Llegó el descanso, y las previsiones eran agoreras tras lo visto. Seamos sinceros, aquello tenía pinta de nuevo fracaso. Sólo cabía una posibilidad: que se diese el “cambio de chip”. Para ello, era precisa la labor del entrenador. En los vestuarios, Berizzo arreglaba el desaguisado y tiraba de psicología argentina para motivar a los nuestros en busca de la victoria. Lo que en un primer momento parecía improbable, se escenificaría a partir del pitido de un Velasco Carballo que, en otro orden de cosas, tampoco tendría su mejor tarde.

Así dio comienzo la segunda mitad, y el Celta al fin fue el equipo del cual sentirse orgulloso. Aunque finalmente sólo se sacó un punto del encuentro, puedo asegurar que es para estar, como mínimo, satisfecho. Los nuestros hicieron prácticamente todo lo que estuvo en sus botas para sobreponerse al resultado adverso, primero consiguieron empatar y después llevaron a cabo un auténtico monólogo frente a su rival. Tanto de juego como de ataque. Un espectáculo con escasa recompensa para los allí presentes, pero con mimbres para la esperanza. Para la esperanza de que ese “cambio de chip” existe, que los nuestros siguen siendo los mismos que al principio del campeonato y que quieren crecer todavía más.

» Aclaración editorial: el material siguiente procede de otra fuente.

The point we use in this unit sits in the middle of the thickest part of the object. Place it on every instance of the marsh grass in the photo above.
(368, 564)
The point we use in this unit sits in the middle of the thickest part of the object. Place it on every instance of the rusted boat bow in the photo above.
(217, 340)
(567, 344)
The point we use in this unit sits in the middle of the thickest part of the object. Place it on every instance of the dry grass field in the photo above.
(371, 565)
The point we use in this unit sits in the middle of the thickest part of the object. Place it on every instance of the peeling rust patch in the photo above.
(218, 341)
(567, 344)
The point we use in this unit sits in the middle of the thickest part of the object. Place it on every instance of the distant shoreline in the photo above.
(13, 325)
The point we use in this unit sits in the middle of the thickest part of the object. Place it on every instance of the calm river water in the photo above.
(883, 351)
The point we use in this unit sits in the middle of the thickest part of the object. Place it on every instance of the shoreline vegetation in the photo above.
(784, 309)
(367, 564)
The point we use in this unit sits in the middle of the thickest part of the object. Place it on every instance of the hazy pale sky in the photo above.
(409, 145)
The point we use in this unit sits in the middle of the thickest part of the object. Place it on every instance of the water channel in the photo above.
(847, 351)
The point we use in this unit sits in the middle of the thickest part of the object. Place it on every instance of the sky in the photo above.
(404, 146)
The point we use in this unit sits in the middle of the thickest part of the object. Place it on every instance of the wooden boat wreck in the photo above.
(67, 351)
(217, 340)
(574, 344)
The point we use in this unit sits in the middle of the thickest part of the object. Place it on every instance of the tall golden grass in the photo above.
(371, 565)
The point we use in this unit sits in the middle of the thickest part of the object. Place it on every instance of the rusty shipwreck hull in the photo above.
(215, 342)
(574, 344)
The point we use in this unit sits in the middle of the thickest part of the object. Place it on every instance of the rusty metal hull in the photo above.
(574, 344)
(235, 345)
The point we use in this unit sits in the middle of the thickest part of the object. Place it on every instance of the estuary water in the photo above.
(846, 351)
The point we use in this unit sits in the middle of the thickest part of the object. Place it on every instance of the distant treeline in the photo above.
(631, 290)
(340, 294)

En la sala de prensa, al acabar el choque, Berizzo declaraba que “ahora, pase lo que pase el jueves, acabará esta etapa y tendremos una liga de 14 fechas”. El técnico por primera vez se mostraba ambicioso ante los medios afirmando taxativamente las ansias por clasificar a puestos europeos. Tal y como nos tiene habituados, volvía a tener razón. El Celta “acabará”, su excelsa andadura copera esta semana, y podrá centrarse exclusivamente en la Liga hasta el final de la misma.

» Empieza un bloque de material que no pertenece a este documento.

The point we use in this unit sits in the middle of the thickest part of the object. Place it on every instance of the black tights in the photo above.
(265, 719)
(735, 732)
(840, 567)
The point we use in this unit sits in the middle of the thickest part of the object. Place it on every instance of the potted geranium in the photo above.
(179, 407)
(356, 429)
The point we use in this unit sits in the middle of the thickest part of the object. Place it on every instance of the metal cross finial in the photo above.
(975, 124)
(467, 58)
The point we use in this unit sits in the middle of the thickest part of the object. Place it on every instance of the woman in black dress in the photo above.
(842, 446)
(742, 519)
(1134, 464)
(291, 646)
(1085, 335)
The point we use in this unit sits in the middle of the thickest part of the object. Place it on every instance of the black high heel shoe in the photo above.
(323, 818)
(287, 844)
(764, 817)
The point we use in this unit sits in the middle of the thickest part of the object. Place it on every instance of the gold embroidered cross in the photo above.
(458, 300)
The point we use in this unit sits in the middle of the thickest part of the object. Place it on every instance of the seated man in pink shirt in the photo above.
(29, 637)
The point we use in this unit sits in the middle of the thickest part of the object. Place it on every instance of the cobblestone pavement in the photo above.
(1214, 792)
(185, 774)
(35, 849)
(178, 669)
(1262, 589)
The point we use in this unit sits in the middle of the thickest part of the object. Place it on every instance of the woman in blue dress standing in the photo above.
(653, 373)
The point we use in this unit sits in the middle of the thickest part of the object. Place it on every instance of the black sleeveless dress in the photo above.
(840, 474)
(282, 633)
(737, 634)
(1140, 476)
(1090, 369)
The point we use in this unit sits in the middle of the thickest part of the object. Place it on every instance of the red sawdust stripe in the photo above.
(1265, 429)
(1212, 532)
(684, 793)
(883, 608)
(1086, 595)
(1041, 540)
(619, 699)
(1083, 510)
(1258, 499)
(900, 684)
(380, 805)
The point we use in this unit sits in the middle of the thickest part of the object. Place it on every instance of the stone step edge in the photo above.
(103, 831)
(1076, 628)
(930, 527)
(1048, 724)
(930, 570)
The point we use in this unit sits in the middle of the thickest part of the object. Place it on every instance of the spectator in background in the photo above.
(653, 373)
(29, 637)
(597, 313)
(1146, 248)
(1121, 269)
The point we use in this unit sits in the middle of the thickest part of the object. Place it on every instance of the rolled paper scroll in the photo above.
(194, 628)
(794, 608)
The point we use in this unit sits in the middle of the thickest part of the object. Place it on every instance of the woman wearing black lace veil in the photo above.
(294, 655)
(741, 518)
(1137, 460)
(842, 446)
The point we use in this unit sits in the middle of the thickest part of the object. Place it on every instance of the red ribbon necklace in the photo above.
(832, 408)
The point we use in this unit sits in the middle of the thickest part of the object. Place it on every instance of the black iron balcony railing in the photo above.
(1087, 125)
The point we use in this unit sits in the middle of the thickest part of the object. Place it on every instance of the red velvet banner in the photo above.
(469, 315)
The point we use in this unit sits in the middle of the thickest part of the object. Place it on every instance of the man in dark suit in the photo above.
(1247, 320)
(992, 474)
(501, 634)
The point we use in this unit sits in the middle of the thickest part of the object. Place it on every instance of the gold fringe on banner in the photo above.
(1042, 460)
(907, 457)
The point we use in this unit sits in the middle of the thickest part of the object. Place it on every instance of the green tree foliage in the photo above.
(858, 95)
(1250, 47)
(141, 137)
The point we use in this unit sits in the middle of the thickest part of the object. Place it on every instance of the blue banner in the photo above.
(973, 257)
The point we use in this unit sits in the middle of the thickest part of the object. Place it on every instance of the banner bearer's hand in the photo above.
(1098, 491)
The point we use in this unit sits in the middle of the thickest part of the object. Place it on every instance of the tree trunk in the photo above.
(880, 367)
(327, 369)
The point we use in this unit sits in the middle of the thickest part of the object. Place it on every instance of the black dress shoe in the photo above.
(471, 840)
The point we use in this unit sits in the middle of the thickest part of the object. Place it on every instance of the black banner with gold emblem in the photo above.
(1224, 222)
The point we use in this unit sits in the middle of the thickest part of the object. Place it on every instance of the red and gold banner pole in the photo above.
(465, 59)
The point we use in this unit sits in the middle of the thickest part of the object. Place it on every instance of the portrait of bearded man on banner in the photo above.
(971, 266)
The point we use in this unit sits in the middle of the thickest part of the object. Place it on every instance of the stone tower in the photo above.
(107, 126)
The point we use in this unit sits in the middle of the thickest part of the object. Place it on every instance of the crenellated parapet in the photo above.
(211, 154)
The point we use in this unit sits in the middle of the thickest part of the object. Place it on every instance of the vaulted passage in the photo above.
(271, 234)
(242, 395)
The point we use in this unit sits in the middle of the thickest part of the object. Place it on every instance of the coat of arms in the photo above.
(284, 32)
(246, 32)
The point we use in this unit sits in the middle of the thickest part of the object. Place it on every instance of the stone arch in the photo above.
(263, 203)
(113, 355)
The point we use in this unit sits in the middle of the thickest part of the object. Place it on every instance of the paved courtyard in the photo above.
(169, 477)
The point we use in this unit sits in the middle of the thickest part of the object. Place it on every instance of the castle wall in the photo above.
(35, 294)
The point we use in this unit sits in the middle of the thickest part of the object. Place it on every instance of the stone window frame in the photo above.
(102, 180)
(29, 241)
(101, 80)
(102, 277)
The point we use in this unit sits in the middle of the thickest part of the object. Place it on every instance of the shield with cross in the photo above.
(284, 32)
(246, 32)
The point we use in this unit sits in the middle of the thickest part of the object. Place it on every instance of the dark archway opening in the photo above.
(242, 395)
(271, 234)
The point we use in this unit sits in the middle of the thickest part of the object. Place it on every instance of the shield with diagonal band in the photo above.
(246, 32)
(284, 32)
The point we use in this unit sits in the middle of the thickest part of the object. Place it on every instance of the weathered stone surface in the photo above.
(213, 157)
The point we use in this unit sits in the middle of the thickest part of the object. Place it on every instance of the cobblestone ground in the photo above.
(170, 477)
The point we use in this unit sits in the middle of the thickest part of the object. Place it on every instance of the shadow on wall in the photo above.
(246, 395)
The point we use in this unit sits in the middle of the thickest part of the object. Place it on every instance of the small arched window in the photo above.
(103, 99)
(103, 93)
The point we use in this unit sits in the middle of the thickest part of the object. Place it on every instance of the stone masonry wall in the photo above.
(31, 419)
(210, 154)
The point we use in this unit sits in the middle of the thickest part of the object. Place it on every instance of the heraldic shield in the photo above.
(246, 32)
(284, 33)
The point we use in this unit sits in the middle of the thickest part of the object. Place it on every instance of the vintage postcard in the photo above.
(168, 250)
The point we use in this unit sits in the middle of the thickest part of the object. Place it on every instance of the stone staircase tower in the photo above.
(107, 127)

La semana que viene, en el Camp Nou y con tantísimas bajas, quizá no sea el mejor lugar para iniciar este “nuevo” periplo, pero nunca se sabe. Este equipo nuestro, el de las gestas, nos tiene ya demasiado acostumbrados a alumbrarnos cuando todas las demás luces se han apagado. En cualquier caso, no se le ha perdido la cara a esta competición, Europa está ahí delante, y la capacidad de los nuestros es tangible siempre y cuando, claro está, se produzca al fin ese milagroso “cambio de chip”.